As this is my first blog and it’s the beginning of a new year I thought I would start at the beginning and answer the question, ‘What is conveyancing?’
Well, put simply, conveyancing is the process of transferring legal ownership from one person to another. It starts when a buyer has an offer accepted on a property and ends when the money is successfully transferred to the seller’s solicitors and the buyer moves in. Most of us prefer to call it, ‘buying and selling a house’.
In medieval times you needed witnesses, a public ceremony and a document called a ‘Feoffment’ to transfer land. The Lord of the Manor would stand on the land and watch the ceremony and the feoffor (transferor) would give to the feoffee (transferee) an object such as dirt, turf, or a twig! I don’t think the Land Registry would appreciate that in this day and age!
Nowadays, under English law, the transfer of ‘real property’ is still treated differently from the transfer of any other belongings or assets. If you want to sell a guitar or an iPad a verbal agreement will suffice but for the sale of real property; houses, flats, or land, for example, the contract must be in writing and the legal title must be created by Deed (which is a document that also must be in writing). A conveyancer has to check that these documents are legal and that there are no hidden problems with the property to make sure that what you think you are buying is actually what you are buying.
If a conveyancer is acting for the seller they need to draft the contract, answer the buyer’s questions about the property and make sure that the sale progresses as smoothly as possible for the seller.
Take the following example: A couple with a growing family of Labradors want to upsize and see their perfect home in an online ad. It has more bathrooms than their current home, is near some luxury kennels, and has a beautiful dog-friendly garden, designed by the famous pet landscaping company, ‘Dogscape Dreams Ltd’. It is their ideal home and they can’t wait to move in.
Their conveyancer checks the title deeds and carries out some searches. It turns out that the property is not in fact registered at the Land Registry and some important documents are missing from the bundle of deeds they have been sent by the seller’s solicitors. As well as this, the current owner seems to have built a large extension over a drain without getting permission from the water authority and has admitted on the Property Information Form to having had a ‘slight disagreement’ with the neighbor; on further investigation, the conveyancer has found out that the neighbor is in fact threatening to sue the current owner over the boundary line at the front of the property.
The argument started last year when the fence gave way during local flooding. Suddenly it’s not looking like such an ideal home after all but more like a law student’s exam question.

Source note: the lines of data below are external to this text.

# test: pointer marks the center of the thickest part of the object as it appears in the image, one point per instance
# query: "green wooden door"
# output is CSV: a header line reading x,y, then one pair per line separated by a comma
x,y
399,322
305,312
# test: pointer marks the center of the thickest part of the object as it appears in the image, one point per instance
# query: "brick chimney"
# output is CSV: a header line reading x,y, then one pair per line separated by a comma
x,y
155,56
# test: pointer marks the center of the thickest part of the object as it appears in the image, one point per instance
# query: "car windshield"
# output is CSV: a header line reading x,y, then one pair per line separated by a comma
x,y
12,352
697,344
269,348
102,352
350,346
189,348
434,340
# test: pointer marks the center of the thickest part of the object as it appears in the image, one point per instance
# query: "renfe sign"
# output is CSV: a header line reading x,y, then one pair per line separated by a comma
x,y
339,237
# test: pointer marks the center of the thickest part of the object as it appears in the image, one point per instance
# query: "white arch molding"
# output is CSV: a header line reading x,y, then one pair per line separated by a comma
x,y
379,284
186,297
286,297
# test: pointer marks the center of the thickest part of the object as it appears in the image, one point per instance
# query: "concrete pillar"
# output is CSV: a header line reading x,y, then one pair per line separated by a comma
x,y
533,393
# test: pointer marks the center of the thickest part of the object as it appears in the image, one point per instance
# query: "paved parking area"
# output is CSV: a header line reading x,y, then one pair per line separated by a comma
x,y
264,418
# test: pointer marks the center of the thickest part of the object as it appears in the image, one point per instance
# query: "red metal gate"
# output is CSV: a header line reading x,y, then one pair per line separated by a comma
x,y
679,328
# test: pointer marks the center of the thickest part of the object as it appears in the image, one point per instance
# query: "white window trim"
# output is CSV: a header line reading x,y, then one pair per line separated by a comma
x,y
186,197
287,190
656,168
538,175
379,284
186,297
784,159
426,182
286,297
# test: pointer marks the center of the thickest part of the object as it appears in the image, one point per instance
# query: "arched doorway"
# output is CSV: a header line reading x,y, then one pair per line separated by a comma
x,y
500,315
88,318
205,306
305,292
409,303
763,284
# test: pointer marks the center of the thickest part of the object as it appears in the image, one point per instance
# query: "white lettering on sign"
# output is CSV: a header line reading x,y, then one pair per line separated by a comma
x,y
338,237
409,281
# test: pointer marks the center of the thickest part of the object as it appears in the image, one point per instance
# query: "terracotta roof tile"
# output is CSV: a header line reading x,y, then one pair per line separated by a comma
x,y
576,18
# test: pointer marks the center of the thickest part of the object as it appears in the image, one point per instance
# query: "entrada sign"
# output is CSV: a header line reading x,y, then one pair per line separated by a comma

I’m not suggesting this will happen to you but how can you best protect yourself against conveyancing issues that crop up? Well, it’s up to your conveyancer to check these things out and to report them to you so that you don’t get any nasty surprises and you can make an informed decision about what you buy.
If you are a seller you need a conveyancer who can make you aware of any questions or ‘enquiries’ that might be raised by the other side, to provide the buyer and their solicitor with the information they need and come up with solutions to any potential problems, such as insurance, for example.
So, while conveyancing is the branch of law relating to the transfer of property from one person to another, the conveyancer is the one who does the legal bit. Buying and selling a house is not always stress-free but a good conveyancer can help make it a much easier, safer, and ultimately a more rewarding experience.